L’énergie sismique de 68
L’historienne Caroline Rolland-Diamond publie une recherche sur les caractéristiques de la contestation étudiante à Chicago en 1968.
dans l’hebdo N° 1153 Acheter ce numéro
Politis : Vous insistez sur le fait que le mouvement étudiant à Chicago autour de 1968 s’est développé sur trois grands groupes de revendications, ce qui n’était pas abordé, dites-vous, par l’historiographie jusqu’ici : la lutte contre la guerre du Vietnam, la lutte contre le racisme et les discriminations, notamment dans les universités, et des revendications plus locales de démocratie participative, contre la pauvreté des quartiers de la ville. Pourquoi ? Et pourquoi cet aspect était-il délaissé par l’historiographie ?

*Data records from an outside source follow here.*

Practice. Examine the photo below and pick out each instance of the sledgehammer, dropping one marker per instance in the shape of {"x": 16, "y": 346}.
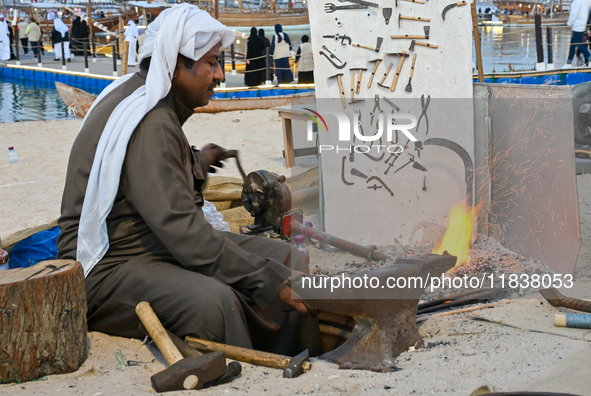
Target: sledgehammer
{"x": 188, "y": 373}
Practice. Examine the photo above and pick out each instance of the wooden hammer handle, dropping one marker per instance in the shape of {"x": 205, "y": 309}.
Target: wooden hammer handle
{"x": 425, "y": 44}
{"x": 412, "y": 66}
{"x": 393, "y": 87}
{"x": 364, "y": 46}
{"x": 406, "y": 36}
{"x": 416, "y": 19}
{"x": 373, "y": 73}
{"x": 158, "y": 333}
{"x": 386, "y": 73}
{"x": 245, "y": 355}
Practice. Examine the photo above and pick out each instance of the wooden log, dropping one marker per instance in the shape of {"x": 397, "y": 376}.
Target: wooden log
{"x": 43, "y": 320}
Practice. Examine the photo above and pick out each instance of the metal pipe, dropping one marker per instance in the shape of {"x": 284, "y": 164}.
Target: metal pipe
{"x": 369, "y": 253}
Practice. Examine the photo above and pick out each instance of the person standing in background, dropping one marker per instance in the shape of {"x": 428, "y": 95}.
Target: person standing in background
{"x": 579, "y": 13}
{"x": 280, "y": 48}
{"x": 33, "y": 32}
{"x": 306, "y": 63}
{"x": 22, "y": 28}
{"x": 60, "y": 33}
{"x": 254, "y": 48}
{"x": 131, "y": 35}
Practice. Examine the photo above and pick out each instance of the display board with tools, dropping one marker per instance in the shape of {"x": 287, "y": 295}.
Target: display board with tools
{"x": 385, "y": 71}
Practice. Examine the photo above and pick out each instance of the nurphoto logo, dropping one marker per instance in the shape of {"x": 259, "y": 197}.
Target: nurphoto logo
{"x": 346, "y": 126}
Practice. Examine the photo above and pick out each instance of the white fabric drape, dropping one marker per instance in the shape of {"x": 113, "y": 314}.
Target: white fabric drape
{"x": 183, "y": 29}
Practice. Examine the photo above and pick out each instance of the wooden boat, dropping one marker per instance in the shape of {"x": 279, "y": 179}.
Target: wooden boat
{"x": 79, "y": 101}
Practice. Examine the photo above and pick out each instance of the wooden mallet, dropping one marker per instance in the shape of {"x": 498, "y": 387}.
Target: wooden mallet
{"x": 403, "y": 55}
{"x": 375, "y": 67}
{"x": 187, "y": 373}
{"x": 340, "y": 80}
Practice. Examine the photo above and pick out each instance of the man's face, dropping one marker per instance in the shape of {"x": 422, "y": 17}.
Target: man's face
{"x": 193, "y": 87}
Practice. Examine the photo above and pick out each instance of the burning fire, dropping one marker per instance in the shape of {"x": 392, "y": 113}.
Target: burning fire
{"x": 458, "y": 236}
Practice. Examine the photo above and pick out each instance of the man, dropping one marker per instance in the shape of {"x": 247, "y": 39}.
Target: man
{"x": 131, "y": 209}
{"x": 579, "y": 13}
{"x": 33, "y": 32}
{"x": 4, "y": 40}
{"x": 22, "y": 28}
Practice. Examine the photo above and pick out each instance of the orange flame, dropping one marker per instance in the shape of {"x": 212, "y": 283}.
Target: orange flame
{"x": 458, "y": 236}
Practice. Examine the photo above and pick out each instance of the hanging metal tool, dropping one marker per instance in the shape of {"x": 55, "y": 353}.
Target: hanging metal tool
{"x": 419, "y": 19}
{"x": 330, "y": 8}
{"x": 340, "y": 80}
{"x": 381, "y": 181}
{"x": 403, "y": 55}
{"x": 412, "y": 45}
{"x": 377, "y": 47}
{"x": 338, "y": 37}
{"x": 412, "y": 70}
{"x": 450, "y": 6}
{"x": 330, "y": 60}
{"x": 412, "y": 159}
{"x": 377, "y": 61}
{"x": 343, "y": 173}
{"x": 387, "y": 13}
{"x": 424, "y": 105}
{"x": 426, "y": 29}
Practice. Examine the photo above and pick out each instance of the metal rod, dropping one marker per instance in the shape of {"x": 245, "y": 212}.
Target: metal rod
{"x": 86, "y": 69}
{"x": 549, "y": 44}
{"x": 539, "y": 43}
{"x": 268, "y": 81}
{"x": 477, "y": 42}
{"x": 114, "y": 62}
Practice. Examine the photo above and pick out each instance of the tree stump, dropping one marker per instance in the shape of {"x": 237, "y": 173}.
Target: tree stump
{"x": 42, "y": 320}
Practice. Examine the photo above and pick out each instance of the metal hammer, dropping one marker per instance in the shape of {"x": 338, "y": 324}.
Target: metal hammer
{"x": 297, "y": 365}
{"x": 412, "y": 45}
{"x": 408, "y": 36}
{"x": 400, "y": 16}
{"x": 340, "y": 80}
{"x": 376, "y": 49}
{"x": 183, "y": 373}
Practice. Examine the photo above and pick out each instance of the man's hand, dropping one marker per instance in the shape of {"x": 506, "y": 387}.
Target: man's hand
{"x": 212, "y": 155}
{"x": 296, "y": 302}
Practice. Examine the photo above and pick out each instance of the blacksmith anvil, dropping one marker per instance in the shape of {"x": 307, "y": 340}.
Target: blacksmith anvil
{"x": 384, "y": 317}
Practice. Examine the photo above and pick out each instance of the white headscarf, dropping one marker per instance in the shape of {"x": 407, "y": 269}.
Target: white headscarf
{"x": 131, "y": 30}
{"x": 183, "y": 29}
{"x": 60, "y": 26}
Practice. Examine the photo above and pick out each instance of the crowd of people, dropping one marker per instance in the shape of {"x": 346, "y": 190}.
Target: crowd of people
{"x": 280, "y": 48}
{"x": 65, "y": 41}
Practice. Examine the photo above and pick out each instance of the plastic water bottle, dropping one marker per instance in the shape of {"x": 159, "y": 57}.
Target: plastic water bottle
{"x": 301, "y": 246}
{"x": 12, "y": 155}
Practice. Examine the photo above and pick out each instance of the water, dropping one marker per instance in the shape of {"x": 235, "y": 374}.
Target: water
{"x": 504, "y": 45}
{"x": 32, "y": 100}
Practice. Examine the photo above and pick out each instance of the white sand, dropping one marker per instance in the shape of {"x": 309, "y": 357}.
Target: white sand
{"x": 460, "y": 354}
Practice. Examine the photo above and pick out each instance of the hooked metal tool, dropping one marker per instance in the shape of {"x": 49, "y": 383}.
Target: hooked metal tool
{"x": 381, "y": 181}
{"x": 331, "y": 61}
{"x": 426, "y": 29}
{"x": 424, "y": 105}
{"x": 450, "y": 6}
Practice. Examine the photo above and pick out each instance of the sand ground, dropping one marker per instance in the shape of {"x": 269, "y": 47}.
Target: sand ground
{"x": 462, "y": 352}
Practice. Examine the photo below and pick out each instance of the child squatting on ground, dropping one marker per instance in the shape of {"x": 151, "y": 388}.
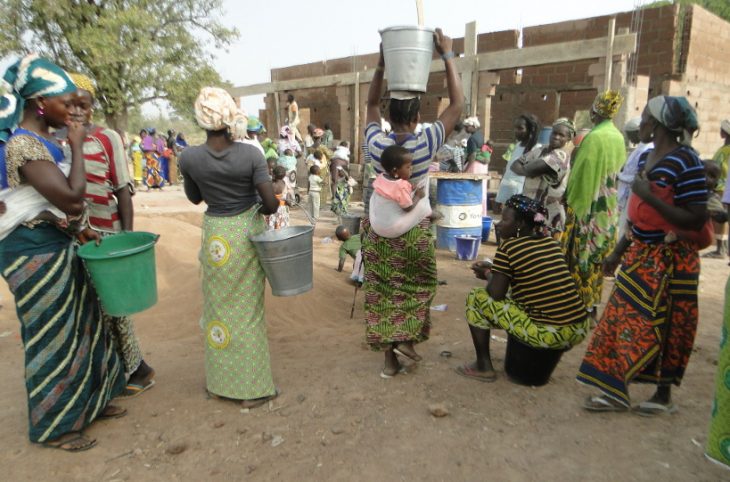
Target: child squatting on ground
{"x": 315, "y": 189}
{"x": 351, "y": 245}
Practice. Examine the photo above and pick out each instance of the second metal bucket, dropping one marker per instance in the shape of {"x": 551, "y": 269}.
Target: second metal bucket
{"x": 408, "y": 51}
{"x": 286, "y": 256}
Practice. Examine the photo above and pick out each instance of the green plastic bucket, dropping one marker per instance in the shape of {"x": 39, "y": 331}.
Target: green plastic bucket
{"x": 122, "y": 268}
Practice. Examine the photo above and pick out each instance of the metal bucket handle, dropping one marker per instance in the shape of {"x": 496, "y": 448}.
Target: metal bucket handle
{"x": 311, "y": 220}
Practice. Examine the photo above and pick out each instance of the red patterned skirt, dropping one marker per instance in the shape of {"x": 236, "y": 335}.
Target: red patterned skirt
{"x": 648, "y": 328}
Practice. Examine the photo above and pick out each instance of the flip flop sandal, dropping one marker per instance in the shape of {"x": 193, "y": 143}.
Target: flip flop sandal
{"x": 652, "y": 409}
{"x": 400, "y": 352}
{"x": 118, "y": 412}
{"x": 67, "y": 445}
{"x": 467, "y": 372}
{"x": 401, "y": 371}
{"x": 135, "y": 389}
{"x": 600, "y": 403}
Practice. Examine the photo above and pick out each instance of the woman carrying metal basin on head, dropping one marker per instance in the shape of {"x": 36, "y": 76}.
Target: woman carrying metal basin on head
{"x": 230, "y": 177}
{"x": 400, "y": 272}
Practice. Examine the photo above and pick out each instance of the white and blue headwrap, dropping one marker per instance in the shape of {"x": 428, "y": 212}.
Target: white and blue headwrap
{"x": 28, "y": 78}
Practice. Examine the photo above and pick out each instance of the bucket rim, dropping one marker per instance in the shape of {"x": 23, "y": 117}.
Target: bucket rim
{"x": 262, "y": 237}
{"x": 396, "y": 28}
{"x": 92, "y": 254}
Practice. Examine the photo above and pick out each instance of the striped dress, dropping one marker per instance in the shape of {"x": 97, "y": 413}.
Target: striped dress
{"x": 544, "y": 309}
{"x": 72, "y": 368}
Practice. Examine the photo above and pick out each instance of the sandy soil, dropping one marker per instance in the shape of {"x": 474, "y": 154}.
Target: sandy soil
{"x": 336, "y": 418}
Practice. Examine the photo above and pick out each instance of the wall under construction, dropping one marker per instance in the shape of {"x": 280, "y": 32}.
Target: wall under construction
{"x": 681, "y": 51}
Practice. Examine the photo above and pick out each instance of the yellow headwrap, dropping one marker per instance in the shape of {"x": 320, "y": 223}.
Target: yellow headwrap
{"x": 84, "y": 82}
{"x": 608, "y": 103}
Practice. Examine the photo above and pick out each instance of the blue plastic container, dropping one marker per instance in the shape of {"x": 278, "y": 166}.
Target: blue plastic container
{"x": 460, "y": 202}
{"x": 486, "y": 228}
{"x": 467, "y": 247}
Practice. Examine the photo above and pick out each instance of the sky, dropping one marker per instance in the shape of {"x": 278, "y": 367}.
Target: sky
{"x": 286, "y": 32}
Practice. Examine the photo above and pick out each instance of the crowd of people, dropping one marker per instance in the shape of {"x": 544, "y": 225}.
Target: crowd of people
{"x": 571, "y": 213}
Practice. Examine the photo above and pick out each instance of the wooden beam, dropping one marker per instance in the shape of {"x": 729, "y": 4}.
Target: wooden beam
{"x": 609, "y": 51}
{"x": 500, "y": 60}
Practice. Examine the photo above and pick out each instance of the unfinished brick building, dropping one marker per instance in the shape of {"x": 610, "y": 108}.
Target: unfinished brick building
{"x": 678, "y": 50}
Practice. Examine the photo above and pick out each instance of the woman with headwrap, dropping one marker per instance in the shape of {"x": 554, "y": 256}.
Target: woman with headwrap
{"x": 529, "y": 293}
{"x": 546, "y": 172}
{"x": 153, "y": 169}
{"x": 648, "y": 328}
{"x": 232, "y": 178}
{"x": 400, "y": 272}
{"x": 72, "y": 368}
{"x": 527, "y": 130}
{"x": 590, "y": 196}
{"x": 109, "y": 193}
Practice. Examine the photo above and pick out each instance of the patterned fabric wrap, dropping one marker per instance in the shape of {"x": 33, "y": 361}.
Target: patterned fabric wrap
{"x": 648, "y": 328}
{"x": 28, "y": 78}
{"x": 72, "y": 368}
{"x": 400, "y": 283}
{"x": 153, "y": 176}
{"x": 586, "y": 243}
{"x": 484, "y": 312}
{"x": 237, "y": 363}
{"x": 215, "y": 109}
{"x": 341, "y": 199}
{"x": 718, "y": 438}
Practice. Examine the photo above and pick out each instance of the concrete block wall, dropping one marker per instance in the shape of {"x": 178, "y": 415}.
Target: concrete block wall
{"x": 705, "y": 81}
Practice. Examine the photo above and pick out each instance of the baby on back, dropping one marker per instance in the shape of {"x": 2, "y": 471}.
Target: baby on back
{"x": 397, "y": 206}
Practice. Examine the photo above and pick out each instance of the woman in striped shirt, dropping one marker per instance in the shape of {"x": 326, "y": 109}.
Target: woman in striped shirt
{"x": 529, "y": 293}
{"x": 648, "y": 328}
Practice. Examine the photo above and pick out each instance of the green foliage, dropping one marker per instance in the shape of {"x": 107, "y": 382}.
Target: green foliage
{"x": 135, "y": 50}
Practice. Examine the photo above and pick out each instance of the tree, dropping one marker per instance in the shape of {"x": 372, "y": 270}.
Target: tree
{"x": 136, "y": 50}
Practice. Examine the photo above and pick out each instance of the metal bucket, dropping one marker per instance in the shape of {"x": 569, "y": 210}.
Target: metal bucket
{"x": 408, "y": 52}
{"x": 286, "y": 256}
{"x": 352, "y": 223}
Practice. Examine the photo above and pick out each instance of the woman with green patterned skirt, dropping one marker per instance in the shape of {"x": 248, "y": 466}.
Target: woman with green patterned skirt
{"x": 230, "y": 177}
{"x": 718, "y": 440}
{"x": 543, "y": 308}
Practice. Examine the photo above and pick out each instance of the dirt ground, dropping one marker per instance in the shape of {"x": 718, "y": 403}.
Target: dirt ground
{"x": 336, "y": 418}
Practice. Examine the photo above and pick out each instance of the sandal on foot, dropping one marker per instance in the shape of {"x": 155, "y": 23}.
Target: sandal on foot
{"x": 466, "y": 371}
{"x": 413, "y": 356}
{"x": 112, "y": 411}
{"x": 134, "y": 389}
{"x": 386, "y": 375}
{"x": 652, "y": 409}
{"x": 602, "y": 403}
{"x": 75, "y": 442}
{"x": 257, "y": 402}
{"x": 713, "y": 255}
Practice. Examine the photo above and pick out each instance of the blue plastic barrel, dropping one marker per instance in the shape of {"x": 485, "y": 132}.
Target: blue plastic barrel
{"x": 460, "y": 202}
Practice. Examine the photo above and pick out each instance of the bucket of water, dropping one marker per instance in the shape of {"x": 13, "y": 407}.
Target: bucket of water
{"x": 528, "y": 365}
{"x": 407, "y": 51}
{"x": 286, "y": 256}
{"x": 122, "y": 268}
{"x": 352, "y": 223}
{"x": 467, "y": 247}
{"x": 486, "y": 228}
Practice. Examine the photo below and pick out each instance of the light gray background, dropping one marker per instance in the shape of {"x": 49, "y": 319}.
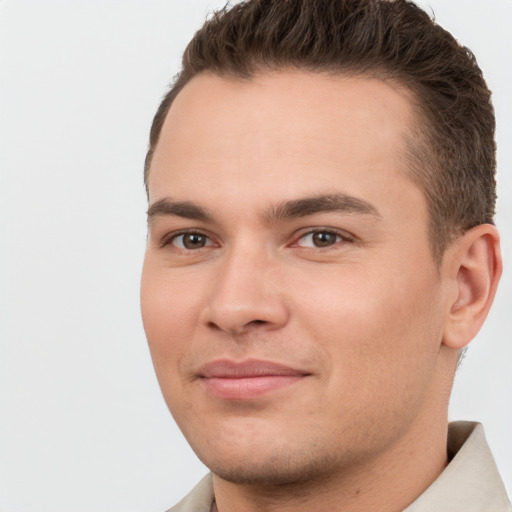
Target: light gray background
{"x": 82, "y": 423}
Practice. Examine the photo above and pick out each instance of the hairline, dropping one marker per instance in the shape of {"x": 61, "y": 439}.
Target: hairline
{"x": 416, "y": 143}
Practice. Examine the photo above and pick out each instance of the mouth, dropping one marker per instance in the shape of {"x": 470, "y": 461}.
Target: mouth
{"x": 246, "y": 380}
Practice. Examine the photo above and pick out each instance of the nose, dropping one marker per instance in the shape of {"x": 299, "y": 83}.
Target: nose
{"x": 246, "y": 295}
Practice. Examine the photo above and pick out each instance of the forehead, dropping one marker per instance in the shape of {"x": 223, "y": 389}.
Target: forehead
{"x": 283, "y": 132}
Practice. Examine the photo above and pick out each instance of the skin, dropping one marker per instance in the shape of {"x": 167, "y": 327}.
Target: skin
{"x": 371, "y": 322}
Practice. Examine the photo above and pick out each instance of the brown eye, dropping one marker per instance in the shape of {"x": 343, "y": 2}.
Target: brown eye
{"x": 191, "y": 241}
{"x": 324, "y": 239}
{"x": 320, "y": 239}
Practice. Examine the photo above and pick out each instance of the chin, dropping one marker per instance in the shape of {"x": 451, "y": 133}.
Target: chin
{"x": 270, "y": 467}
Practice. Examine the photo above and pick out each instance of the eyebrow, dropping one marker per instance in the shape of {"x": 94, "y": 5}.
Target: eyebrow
{"x": 185, "y": 209}
{"x": 296, "y": 208}
{"x": 339, "y": 203}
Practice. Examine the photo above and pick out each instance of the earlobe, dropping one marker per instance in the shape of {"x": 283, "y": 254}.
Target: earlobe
{"x": 476, "y": 266}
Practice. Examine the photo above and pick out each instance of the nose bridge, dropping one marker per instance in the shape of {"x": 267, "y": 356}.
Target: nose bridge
{"x": 246, "y": 293}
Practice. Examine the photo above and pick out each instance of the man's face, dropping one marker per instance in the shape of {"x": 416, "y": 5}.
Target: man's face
{"x": 291, "y": 303}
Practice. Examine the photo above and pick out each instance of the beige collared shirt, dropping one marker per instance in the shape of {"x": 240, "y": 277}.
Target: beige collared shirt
{"x": 470, "y": 482}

Caroline Rolland-Diamond : Ce n’est pas que les historiens l’ont délaissé, mais ils ont traditionnellement séparé ces trois aspects. Ainsi, les études sur la contestation étudiante se sont concentrées sur les mobilisations contre la guerre du Vietnam. La lutte contre le racisme a fait l’objet de très nombreuses études, où les mobilisations des étudiants sur ce terrain sont très peu mentionnées, et qui abordent essentiellement l’histoire du mouvement pour les droits civiques dans le sud des États-Unis. Lorsqu’on parle du mouvement noir dans les grandes villes du Nord, c’est seulement à propos des émeutes des ghettos urbains. Le lien entre les révoltes des ghettos urbains et la mobilisation des étudiants noirs est très rarement fait. De même, il y a eu des études ciblées sur la mobilisation des étudiants noirs mais elles ne font pas le lien avec celle contre la guerre du Vietnam. Quant aux mobilisations de quartiers et à la démocratie participative, là encore, le lien n’est presque jamais établi avec ce qui se passe sur les campus universitaires, et les études se sont surtout tournées vers la mobilisation de certaines associations locales, d’habitants de quartiers, mais sans voir qu’il existait un rapport avec la contestation étudiante. Par exemple, avec la démocratisation de l’enseignement supérieur dans les années 1960, les universités sont forcées de s’étendre et veulent alors empiéter sur les quartiers alentour, souvent pauvres, et faire expulser des gens en s’alliant avec la mairie, ce qui provoque des mobilisations des habitants des quartiers, avec le soutien fréquent des étudiants. L’objet de mon livre était donc principalement de montrer que ces trois volets de la mobilisation étudiante étaient intimement liés et que l’on ne pouvait pas comprendre la radicalisation du mouvement étudiant et la nature du défi qu’il a posé si l’on ne les remettait pas en résonance. Dans la même logique, dans la grande majorité des ouvrages, on se concentre sur la contestation étudiante en ne traitant que des jeunes blancs souvent d’origine aisée, alors que j’essaie de montrer qu’il y a tout un pan de la mobilisation par des étudiants de toutes origines (Blancs, Noirs, Latinos, etc.) et provenant de milieux défavorisés qui, eux, s’intéressent évidemment à la guerre du Vietnam, mais ont aussi des préoccupations plus locales.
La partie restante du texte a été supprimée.